Most Corrupt Bush Appointees: Claude Allen
FORMER TOP BUSH AIDE ARRESTED IN RETAIL SCAM
March 12, 2006, LOS ANGELES TIMES, by Nicole Gaouette --President Bush expressed disappointment, sadness and shock March 11, 2006, over the arrest of his former domestic policy advisor, Claude A. Allen, in suburban Maryland, on charges he stole merchandise from Target and other stores, in what police said was a scheme that lasted months and netted him more than $5,000 in goods that ranged from a Bose home theater system to $2.50 trinkets.
Police said Allen "would buy items, take them out to the car, and return to the store with the receipt. He would select the same items he had just purchased, and then return them for a refund." Some of those crimes were caught on video surveillance tapes, police said.

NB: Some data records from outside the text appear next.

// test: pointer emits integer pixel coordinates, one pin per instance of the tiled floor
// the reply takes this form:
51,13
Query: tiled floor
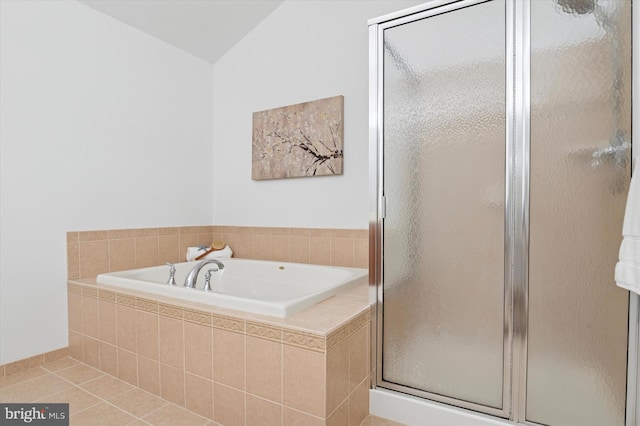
96,398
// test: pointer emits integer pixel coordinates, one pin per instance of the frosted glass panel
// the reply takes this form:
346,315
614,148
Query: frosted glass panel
580,125
444,168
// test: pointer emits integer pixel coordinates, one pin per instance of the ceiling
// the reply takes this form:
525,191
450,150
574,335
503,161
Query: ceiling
204,28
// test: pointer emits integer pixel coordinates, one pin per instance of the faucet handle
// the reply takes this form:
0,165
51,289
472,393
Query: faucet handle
207,279
172,273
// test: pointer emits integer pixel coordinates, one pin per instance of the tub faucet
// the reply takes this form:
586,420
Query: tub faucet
190,281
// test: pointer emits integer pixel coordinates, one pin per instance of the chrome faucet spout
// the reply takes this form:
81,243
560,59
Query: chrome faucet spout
192,277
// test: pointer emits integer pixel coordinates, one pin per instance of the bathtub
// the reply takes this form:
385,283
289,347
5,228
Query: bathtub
261,287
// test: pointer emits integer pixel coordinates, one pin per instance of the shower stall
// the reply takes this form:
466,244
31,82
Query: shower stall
500,164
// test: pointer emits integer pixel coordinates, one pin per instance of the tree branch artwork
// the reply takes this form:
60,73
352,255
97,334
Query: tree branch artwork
299,140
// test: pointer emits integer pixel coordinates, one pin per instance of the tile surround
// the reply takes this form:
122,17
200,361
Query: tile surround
213,361
90,253
200,359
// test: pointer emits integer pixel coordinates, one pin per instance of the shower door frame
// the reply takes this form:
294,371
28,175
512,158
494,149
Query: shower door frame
516,212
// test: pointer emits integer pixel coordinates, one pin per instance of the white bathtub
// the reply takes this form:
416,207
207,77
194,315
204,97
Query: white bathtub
261,287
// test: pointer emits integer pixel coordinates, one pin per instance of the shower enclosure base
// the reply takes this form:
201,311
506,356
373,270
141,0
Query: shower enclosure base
413,411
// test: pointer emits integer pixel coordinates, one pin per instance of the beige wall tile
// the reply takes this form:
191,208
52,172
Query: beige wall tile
304,380
197,358
146,251
319,233
240,244
228,405
91,350
186,241
280,248
172,384
90,325
149,375
342,252
171,342
128,367
74,308
169,231
146,232
359,404
199,395
262,246
122,254
107,321
359,356
108,358
169,249
75,346
361,253
56,355
299,232
73,256
94,258
337,376
147,334
120,234
296,418
320,251
340,416
93,235
343,233
228,358
126,328
263,413
264,368
300,249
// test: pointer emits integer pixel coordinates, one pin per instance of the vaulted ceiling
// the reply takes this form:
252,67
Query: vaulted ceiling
204,28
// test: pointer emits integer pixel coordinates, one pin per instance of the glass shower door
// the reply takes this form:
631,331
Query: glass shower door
444,182
580,169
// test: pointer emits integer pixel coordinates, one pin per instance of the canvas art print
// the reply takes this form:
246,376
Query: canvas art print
299,140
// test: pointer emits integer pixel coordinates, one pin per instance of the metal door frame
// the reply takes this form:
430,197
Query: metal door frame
517,168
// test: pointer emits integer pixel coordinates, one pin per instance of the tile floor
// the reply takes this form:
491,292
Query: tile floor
96,398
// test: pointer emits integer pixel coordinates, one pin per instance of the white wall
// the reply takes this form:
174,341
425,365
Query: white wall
101,127
304,50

Police telephoned the White House on Jan. 2 to confirm Allen's identity. That same day, Allen told White House Chief of Staff Andrew H. Card Jr. that there had been a misunderstanding. On Jan. 3, Allen met with White House Counsel Harriet E. Miers and told her that several recent address changes had led to confusion about his credit cards. A few days later, Allen told Card and Miers he was thinking of resigning to spend more time with his family, but he stayed on to help the president prepare for the Jan. 31 State of the Union speech.
Allen...one of the first African American aides to then-Sen. Jesse Helms (R-N.C.)...went on to serve as the Health and Human Services secretary for Virginia, where he cemented his conservative bona fides by denying a low-income rape victim Medicaid funds for an abortion. In 2001, Bush appointed Allen to the No. 2 post at the U.S. Department of health and Human Services, were he promoted abstinence-only AIDS-prevention programs.
In 2002, Bush tapped him for a seat on the federal appeals court, but Democrats blocked the nomination, in part because of comments Allen made while working for Helms. Discussing Helms' political opponent, Allen had said the man was vulnerable because he had ties to "queers." At his confirmation hearings, Allen told senators that he had meant people who were "odd, out of the ordinary."
Bush resubmitted the nomination in 2004, but it languished through the year, and Allen withdrew from consideration.
© 2006 Los Angeles Times
UPDATE: ALLEN PLEADS GUILTY
August 5, 2006, WASHINGTON POST, Ernesto Londono -- Claude Allen pleaded guilty to one count of misdemeanor theft and was sentenced to probation with judgment--a disposition available to first-time offenders in which the judge acknowledges the guilty plea but keeps it off the defendant's criminal record. Thus Allen avoids jail; if he completes his two years of supervised probation satisfactorily, his record could be expunged.
His wife cited Hurricane Katrina as one of the stressful issues that Allen was grappling with last Fall.